July 9, 2014
Although internal controls are designed to protect a company against fraudulent schemes by its employees, these controls often prove to be ineffective when senior personnel are involved.
Owners and top executives are able to act out of sight of other employees, who might otherwise become suspicious about unusual conduct. Moreover, senior personnel are usually the very persons responsible for ensuring that the internal control structure functions properly.
As such, in some organizations, they may operate without meaningful oversight except by one another. When the corporate watchdogs act together to defraud the company, it is difficult for those on the inside to detect the fraud or to stop it.
Fraud committed by owners or executives takes far longer to detect and is for far greater amounts, according to the latest biannual report of the Association of Certified Fraud Examiners (ACFE).
The median amount stolen by executives worldwide was $573,000 in the ACFE’s 2012 report, down from the 2010 median amount of $723,000 and 2008 total of $834,000. In the United States, the median amount was $373,000 compared to $4 million in Asia.

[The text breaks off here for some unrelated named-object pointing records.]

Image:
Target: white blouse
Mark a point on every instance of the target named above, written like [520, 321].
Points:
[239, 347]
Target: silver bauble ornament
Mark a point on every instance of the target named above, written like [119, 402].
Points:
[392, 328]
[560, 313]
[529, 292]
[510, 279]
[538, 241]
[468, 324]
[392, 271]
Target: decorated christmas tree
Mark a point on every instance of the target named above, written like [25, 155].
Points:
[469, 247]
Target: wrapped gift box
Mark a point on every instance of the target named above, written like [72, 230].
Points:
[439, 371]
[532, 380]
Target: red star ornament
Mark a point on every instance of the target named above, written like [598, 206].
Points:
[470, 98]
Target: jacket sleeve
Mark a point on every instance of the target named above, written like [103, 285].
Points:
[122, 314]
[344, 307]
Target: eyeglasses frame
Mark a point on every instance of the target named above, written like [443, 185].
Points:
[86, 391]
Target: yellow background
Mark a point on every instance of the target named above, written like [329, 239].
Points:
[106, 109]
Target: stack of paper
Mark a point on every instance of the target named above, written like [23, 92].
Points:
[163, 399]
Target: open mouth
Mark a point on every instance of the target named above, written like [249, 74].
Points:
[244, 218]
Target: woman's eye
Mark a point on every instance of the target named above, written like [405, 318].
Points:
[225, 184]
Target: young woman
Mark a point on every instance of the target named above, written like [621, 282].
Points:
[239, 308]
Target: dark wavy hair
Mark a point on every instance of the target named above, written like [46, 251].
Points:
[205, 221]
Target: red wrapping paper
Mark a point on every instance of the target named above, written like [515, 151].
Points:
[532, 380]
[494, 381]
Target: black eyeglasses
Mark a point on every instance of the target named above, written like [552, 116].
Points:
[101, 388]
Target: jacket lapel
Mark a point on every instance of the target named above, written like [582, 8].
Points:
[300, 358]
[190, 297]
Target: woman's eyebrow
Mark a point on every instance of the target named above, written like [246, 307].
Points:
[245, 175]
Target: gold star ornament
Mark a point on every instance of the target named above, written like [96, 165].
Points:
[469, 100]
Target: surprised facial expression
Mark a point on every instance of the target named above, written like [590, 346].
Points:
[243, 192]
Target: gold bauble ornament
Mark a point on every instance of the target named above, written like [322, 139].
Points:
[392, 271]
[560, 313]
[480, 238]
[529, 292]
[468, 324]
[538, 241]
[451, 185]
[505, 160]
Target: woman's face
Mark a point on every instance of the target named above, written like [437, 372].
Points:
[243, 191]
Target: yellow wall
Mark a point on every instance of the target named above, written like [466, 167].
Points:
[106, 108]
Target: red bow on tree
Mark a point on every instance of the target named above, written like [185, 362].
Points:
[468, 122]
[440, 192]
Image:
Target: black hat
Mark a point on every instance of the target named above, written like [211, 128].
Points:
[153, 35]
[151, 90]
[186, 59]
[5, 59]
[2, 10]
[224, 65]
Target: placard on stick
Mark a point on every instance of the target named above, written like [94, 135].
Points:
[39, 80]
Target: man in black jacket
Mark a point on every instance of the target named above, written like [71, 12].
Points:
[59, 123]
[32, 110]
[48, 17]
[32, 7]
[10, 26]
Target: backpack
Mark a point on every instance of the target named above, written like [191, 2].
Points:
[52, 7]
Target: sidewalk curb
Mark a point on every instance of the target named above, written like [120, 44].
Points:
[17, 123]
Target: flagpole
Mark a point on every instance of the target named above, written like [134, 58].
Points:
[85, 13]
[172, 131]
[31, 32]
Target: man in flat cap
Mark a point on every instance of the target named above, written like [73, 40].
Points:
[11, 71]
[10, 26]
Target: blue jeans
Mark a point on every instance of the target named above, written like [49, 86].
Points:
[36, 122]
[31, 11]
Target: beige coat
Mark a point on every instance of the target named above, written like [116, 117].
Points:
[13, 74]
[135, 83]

Those numbers are more than three times as much as mid-level managers steal and 10 times as much as regular employees steal.
Approximately 18 percent of all on-the-job theft in the United States is committed at the highest levels of the company, while 38 percent of frauds are conducted by mid-level managers and 42 percent by employees.
The type of fraud most often perpetrated by upper management is corruption, which includes conflicts of interest, economic extortion, bribery and illegal gratuities (53 percent), followed by billing fraud and expense reimbursement fraud.
It typically takes 24 months for a crime by a top executive at a company to be detected, while crime by a typical employee is usually found in about 12 months.
The reason: Perpetrators with higher levels of authority are typically in a better position to override controls or conceal their misconduct. There may also be a reluctance on the part of employees and anti-fraud personnel to lodge complaints about or to investigate those with higher levels of authority.
For very small companies, it is difficult to construct an effective internal control structure because management consists of a very small group of people, or even a single person.
If management is the problem, there is no one for an employee who discovers or suspects fraud to go to other than the authorities. This decision may carry some risk. Having at least one director or investor who is not involved in management gives an employee who suspects fraud somewhere to go.
Employee tips and management reviews are the primary detection methods for most employee fraud. But at the executive level, a strong internal audit function may be the best guard against employee thefts. According to the ACFE report, 14 percent of all fraud is detected by internal audit.
An internal auditor, or even an external auditor, who comes in periodically to review all company transactions, provides a mechanism by which fraud can be detected and reported. For the audit function to be effective, procedures must be established so the auditor has access to documentation relating to all transactions. In addition, there must be procedures for safeguarding those documents from alteration or destruction.
Preservation of the documents in electronic read-only form is perhaps the most effective method, particularly with a system that keeps a record of when the document is created and when any attempts at modification were made.
Creating the internal audit function and assuring preservation of and access to key information is only part of the job. It is equally important to assure that the auditor has someone to report to, either within the organization or outside.
When there is a non-management director on the board, or where an effective audit committee exists, the auditor must have the authority to report any suspected irregularities directly to that person or committee.
If there are no independent directors, the internal auditor should still have the authority to report to an outside investor or oversight committee if necessary.
While some companies will prefer to hire their own internal auditor, a CPA can be engaged to act as the “external” internal auditor. Independence rules will generally require that the CPA who performs the external audit not also be the organization’s financial statement auditor.
Every accountant who audits financial statements knows that detecting a collusive fraud is difficult at best. The creation of an internal or external audit function to oversee a company’s transactions and financial record keeping as they are occurring can be a vital step in assuring that the system of internal controls is not frustrated or rendered ineffective from within.